One bite goes by and already the sandwich idea is out the window. Fighting still, Nick separates the slices and tries to pull all of the toppings off and eat the crusts and breading first, saving the pain of the peppers until end. We all nod that this is a good choice, but the thought is fleeting. Napkin in hand, one crust filled mouthful later, Nick throws in the towel. Less than three out of the eight pieces were completely eaten.

“Whew,” he stammers and goes to the bar for more milk.
“What a baby,” Jaclyn whispers so Nick cannot hear.  “I’ll finish it.”

Nick returns with his milk to watch our new contender smothering her two slices with ketchup.
“That is really gross,” I wince.
“No, I am just smarter than you guys, obviously,” she returns.
And she’s off; biting and chewing, biting and chewing.

Face flushed as if she has just finished a night of tequila, we can tell that this challenge is harder than we thought.
“How you doing champ?”

No words are spoken.

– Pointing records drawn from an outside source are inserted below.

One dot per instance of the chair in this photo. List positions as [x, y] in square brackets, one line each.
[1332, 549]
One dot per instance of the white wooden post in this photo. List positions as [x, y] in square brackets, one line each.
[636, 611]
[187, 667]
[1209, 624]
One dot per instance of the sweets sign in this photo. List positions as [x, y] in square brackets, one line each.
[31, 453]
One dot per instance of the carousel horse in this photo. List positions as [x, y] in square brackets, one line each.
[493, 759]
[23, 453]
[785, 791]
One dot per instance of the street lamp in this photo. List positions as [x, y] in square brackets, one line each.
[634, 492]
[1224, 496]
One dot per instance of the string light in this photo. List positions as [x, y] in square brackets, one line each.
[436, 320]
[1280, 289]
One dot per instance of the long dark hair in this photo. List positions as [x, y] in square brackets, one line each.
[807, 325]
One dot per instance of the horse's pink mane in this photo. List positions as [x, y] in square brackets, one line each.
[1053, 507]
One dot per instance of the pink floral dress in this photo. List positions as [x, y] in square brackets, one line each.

She has resorted to sign language because it hurts to speak. Tears stream down her face and she signs that she is going to vomit.
Our laughter is met with an icy glare, somehow not melted by the food.

“Well, this blows,” I pout. “Food is not making this much fun anymore.”

Challenge rating 5/5
Yooper-1 Food-2



Tuesday, March 8, 2011

Coming soon...

I guess Nick and I are doing 'Solo Round pt. 2' tonight so I will post about that soon and also what it takes to become a professional eater and current records. Catch you guys tomorrow



(also, the language has been updated to be a bit more PG friendly. hope it helps)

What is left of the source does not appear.